BER Fixed Not Degreading

Hello there,
writen below  matlab code for 16-QAM/16-PSK over AWGN channel with non-linearity (AM/AM and AM/PM
conversions). I tried to optmize the code by adding SQRT raised cosine filtter to minimize the BER but no success,
it is still fixed and high while it should be degrading.
So, could you please help me how can I debug it .

Thanks in advance
% Define parameters.
clear all; clc
M = 16;                 % Size of signal constellation
k = log2(M);            % Number of bits per symbol
n = 3e5;                % Number of bits to process
nsamp = 4;              % Oversampling rate
BO = 20;                % Back-off
J = sqrt(-1);

x = randint(n,1);       % Random binary data stream

% Modulation PSK or QAM
Type = 'PSK';
switch Type
    case 'QAM'
        modObj = modem.qammod(M);           % QAM modulator object
        demodObj = modem.qamdemod(M);       % QAM modulator object
    case 'PSK'
        modObj = modem.pskmod(M);           % PSK modulator object
        demodObj = modem.pskdemod(M);       % PSK modulator object
    otherwise
        disp('wrong modulation type, Please entre QAM or PSK')
end
        
Tx = modulate(modObj,x);
% Define filter-related parameters.
filtorder = 40;                     % Filter order
delay = filtorder/(nsamp*2);        % Group delay (# of input samples)
rolloff = 0.2;                      % Rolloff factor

% Create a square root raised cosine filter.
rrcfilter = rcosine(1,nsamp,'fir/sqrt',rolloff,delay);

% Upsample and apply square root raised cosine filter.
filtSig = rcosflt(Tx,1,nsamp,'filter',rrcfilter);% Tx filter(Pulse shaping)

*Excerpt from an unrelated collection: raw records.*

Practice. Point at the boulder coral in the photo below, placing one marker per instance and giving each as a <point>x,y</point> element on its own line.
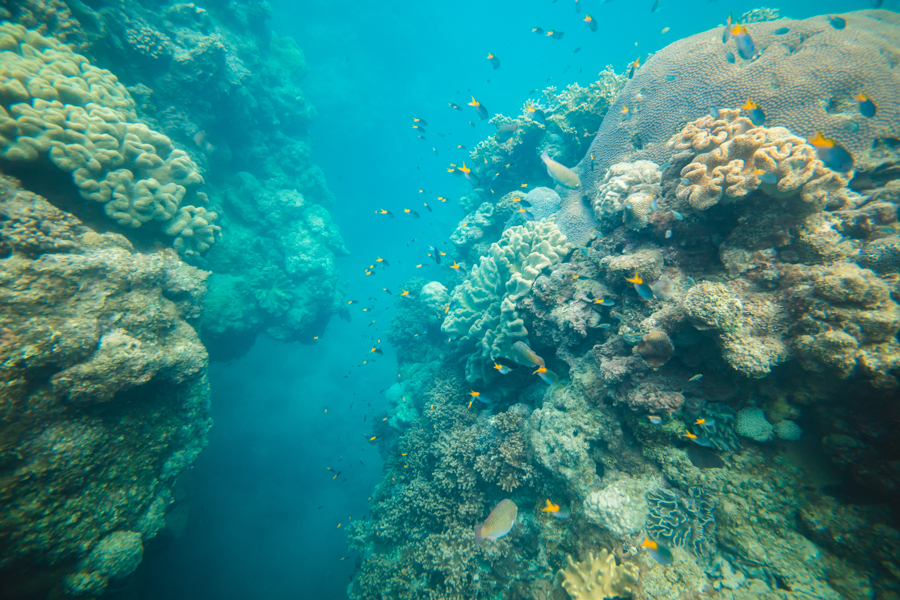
<point>484,320</point>
<point>598,577</point>
<point>102,374</point>
<point>54,103</point>
<point>809,59</point>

% Add non-linear conversion
A = abs(filtSig);   % Amplifier input signal amplitude
Phi = atan2(real(filtSig),imag(filtSig));
xSig = A.*exp(J*Phi);
% Coefficients of the model.
alpha_a = 1.1587; peta_a = 1.15;
alpha_b = 4; peta_b = 2.1;
Sp = alpha_a*A./(1+peta_a*A.^2);             % AM/AM
Sq = (pi/3)*(alpha_b*A.^2./(1+peta_b*A.^2)); % AM/PM
ySig = Sp.*exp(J*Phi).*exp(J*Sq);

% Send signal over an AWGN channel.
EbNo_dB = 0:12;              
SNR = EbNo_dB + 10*log10(k) - 10*log10(nsamp);
BER = [];
for ii = 1: length(SNR)
    
Rx_noisy = awgn(ySig,SNR(ii),'measured');

rxSig = rcosflt(Rx_noisy,1,nsamp,'Fs/filter',rrcfilter); % Rx Match Filter.
rxSig = downsample(rxSig,nsamp);            % Downsample.
rxSig = rxSig(2*delay+1:end-2*delay);       % Account for delay.

% Scatter Plot
h = scatterplot(sqrt(nsamp)*Rx_noisy(1:nsamp*5e3),nsamp,0,'g.');
hold on;
scatterplot(rxSig(1:5e3),1,0,'kx',h);
title('Received Signal, Before and After Filtering');
legend('Before Filtering','After Filtering');
axis([-5 5 -5 5]); % Set axis ranges.

Rxsym = demodulate(demodObj, rxSig);% Demodulate signal using 16-QAM.

% BER Computation
[n_Errors,BER(ii)] = biterr(x,Rxsym);
end
% Result plot
semilogy(SNR,BER,'--r*'); 
axis([0 max(SNR) 10^-5 1]);
grid on
% End of script file.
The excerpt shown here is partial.